Perinatal steroids not associated with adverse CV function 7-10 years later
Are premature infants exposed to perinatal glucocorticoids at increased risk of developing cardiovascular complications by the time they become school aged?
By the time they become school aged, premature infants exposed to perinatal steroids have similar measures of cardiovascular function to unexposed premies. Although this is generally reassuring, if there are important adverse effects on cardiovascular events, it may take longer for them to become known. (LOE = 2b)
de Vries WB, Karemaker R, Mooy NF, et al. Cardiovascular follow-up at school age after perinatal glucocorticoid exposure in prematurely born children: perinatal glucocorticoid therapy and cardiovascular follow-up. Arch Pediatr Adolesc Med 2008;162(8):738-744. [PMID:18678806]

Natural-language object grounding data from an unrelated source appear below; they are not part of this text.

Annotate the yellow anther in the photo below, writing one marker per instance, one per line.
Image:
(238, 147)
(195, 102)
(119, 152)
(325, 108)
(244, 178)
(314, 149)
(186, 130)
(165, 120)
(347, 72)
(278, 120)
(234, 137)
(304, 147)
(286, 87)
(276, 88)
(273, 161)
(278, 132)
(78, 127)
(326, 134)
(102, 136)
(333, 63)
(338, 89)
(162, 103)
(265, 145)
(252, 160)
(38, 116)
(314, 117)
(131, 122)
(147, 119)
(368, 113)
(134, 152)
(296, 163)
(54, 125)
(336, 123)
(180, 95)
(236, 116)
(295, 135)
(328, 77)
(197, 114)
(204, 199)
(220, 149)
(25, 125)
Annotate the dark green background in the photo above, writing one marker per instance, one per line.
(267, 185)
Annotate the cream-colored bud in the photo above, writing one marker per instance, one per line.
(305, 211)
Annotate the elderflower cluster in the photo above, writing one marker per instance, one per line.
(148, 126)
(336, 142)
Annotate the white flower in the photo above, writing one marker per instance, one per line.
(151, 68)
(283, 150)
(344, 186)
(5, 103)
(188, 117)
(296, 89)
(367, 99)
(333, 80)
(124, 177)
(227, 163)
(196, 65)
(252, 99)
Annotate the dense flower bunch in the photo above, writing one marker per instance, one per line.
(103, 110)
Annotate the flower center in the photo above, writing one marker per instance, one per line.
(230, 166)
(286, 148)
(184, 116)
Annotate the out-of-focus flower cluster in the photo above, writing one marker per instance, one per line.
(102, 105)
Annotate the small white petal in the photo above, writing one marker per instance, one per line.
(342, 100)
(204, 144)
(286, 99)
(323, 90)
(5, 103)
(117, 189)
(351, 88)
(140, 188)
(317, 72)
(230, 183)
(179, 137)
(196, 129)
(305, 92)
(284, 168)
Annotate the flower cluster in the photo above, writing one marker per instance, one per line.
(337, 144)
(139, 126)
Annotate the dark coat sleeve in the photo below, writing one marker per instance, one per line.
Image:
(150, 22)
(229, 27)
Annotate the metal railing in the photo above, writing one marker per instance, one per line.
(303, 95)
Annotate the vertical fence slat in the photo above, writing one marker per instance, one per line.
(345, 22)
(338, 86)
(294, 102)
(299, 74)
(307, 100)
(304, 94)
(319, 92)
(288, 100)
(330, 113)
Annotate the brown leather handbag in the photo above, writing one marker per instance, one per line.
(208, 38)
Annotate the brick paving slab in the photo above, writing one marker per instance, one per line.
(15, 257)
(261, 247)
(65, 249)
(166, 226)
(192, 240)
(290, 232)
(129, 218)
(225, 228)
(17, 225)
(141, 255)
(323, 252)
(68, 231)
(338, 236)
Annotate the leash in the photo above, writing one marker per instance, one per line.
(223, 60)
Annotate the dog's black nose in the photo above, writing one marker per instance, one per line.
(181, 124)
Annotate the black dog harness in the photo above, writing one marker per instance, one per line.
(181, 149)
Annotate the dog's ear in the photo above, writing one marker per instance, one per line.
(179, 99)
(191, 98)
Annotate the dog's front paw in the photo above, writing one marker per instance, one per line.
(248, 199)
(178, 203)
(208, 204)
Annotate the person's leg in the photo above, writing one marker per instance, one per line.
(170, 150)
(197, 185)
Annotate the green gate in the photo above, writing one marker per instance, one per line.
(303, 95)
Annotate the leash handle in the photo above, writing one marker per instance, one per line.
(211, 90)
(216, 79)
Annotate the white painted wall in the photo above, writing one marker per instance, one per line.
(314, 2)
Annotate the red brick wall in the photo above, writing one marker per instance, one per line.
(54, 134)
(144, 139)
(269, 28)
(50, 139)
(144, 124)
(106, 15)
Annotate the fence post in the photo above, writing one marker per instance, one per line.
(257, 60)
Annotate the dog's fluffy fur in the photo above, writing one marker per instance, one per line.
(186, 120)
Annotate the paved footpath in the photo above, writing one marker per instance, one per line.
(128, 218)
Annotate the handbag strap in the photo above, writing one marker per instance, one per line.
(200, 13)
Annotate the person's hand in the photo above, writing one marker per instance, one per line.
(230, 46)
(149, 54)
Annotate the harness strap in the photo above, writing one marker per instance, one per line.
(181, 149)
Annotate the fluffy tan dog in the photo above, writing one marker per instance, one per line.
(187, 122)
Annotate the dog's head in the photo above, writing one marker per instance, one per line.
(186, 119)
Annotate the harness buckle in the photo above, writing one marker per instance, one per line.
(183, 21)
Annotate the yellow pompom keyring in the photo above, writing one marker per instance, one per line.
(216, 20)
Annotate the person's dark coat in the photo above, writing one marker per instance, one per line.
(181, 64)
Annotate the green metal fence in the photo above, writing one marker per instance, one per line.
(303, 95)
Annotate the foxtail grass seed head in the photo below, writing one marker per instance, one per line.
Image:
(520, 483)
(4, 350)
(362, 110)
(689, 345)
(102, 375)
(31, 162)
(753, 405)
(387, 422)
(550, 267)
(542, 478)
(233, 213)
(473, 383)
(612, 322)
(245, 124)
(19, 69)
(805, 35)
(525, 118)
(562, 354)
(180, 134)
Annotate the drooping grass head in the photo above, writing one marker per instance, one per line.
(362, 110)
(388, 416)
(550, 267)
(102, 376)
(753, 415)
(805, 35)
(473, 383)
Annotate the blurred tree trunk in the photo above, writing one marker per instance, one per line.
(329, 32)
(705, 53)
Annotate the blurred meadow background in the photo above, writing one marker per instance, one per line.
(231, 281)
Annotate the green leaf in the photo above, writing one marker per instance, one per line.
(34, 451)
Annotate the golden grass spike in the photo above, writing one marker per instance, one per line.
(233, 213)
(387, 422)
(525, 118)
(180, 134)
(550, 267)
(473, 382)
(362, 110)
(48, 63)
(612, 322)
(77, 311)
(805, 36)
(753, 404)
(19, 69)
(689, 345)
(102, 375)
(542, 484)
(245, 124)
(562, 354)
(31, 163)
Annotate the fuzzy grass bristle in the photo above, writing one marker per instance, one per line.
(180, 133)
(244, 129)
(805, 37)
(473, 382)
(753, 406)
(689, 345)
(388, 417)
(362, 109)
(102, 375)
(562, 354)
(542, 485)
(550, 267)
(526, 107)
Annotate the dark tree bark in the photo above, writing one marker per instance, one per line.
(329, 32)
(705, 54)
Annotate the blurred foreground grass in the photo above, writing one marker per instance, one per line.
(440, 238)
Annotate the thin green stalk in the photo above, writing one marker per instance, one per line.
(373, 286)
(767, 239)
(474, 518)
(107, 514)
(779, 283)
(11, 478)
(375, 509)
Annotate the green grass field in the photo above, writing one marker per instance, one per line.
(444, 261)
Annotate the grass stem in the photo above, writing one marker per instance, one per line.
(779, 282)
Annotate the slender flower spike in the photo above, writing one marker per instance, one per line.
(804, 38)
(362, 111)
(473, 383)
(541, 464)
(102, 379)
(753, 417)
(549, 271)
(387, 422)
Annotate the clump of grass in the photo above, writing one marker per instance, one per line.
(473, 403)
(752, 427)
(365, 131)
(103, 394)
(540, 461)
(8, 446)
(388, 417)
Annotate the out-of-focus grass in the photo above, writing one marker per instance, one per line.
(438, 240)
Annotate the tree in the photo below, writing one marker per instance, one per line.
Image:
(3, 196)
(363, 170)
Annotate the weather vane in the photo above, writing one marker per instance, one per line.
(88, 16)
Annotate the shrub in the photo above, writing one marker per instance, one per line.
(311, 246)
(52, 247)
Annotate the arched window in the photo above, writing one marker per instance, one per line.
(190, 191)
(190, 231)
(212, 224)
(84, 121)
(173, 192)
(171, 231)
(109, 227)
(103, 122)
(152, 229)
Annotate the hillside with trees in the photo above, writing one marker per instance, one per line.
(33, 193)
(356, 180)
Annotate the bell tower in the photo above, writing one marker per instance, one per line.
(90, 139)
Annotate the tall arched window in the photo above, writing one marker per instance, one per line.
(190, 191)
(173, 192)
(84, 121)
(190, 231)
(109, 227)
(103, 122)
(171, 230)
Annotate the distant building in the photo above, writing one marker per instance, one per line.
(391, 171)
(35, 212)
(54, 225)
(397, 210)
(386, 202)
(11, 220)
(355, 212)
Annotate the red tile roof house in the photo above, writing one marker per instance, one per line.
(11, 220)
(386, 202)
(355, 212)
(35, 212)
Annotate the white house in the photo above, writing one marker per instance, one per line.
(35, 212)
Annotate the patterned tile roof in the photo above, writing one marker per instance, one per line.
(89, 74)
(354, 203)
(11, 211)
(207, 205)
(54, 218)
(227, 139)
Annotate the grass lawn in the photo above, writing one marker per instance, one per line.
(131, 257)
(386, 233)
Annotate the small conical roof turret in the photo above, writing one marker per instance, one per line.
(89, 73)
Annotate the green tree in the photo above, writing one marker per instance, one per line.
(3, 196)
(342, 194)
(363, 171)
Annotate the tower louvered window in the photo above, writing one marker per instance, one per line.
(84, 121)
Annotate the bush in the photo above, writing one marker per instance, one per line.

Inpatient (any location) with outpatient follow-up
These researchers studied 193 premature infants born in the Netherlands between 1993 and 1997. The premies exposed perinatally to corticosteroids were compared with unexposed premies matched for gestational age and birth weight 7 years to 10 years after birth (mean age = approximately 9 years). The researchers excluded infants who had periventricular hemorrhage and major congenital anomalies. Researchers unaware of steroid exposure performed 2-dimensional echocardiograms, performed carotid ultrasound to assess intimal thickness, and measured heart rate and blood pressure. Additionally, they measured B-type natriuretic peptide (BNP) and N-terminal BNP. Because of different steroid regimens, 4 different groups emerged: control patients, betamethasone patients, hydrocortisone patients, and dexamethasone patients. The authors found no differences in any of the outcome measures. They don't, however, report any clinical outcomes. Finally, in a retrospective study like this, it is possible that a few premature infants who already had severe or fatal cardiovascular complications were missed.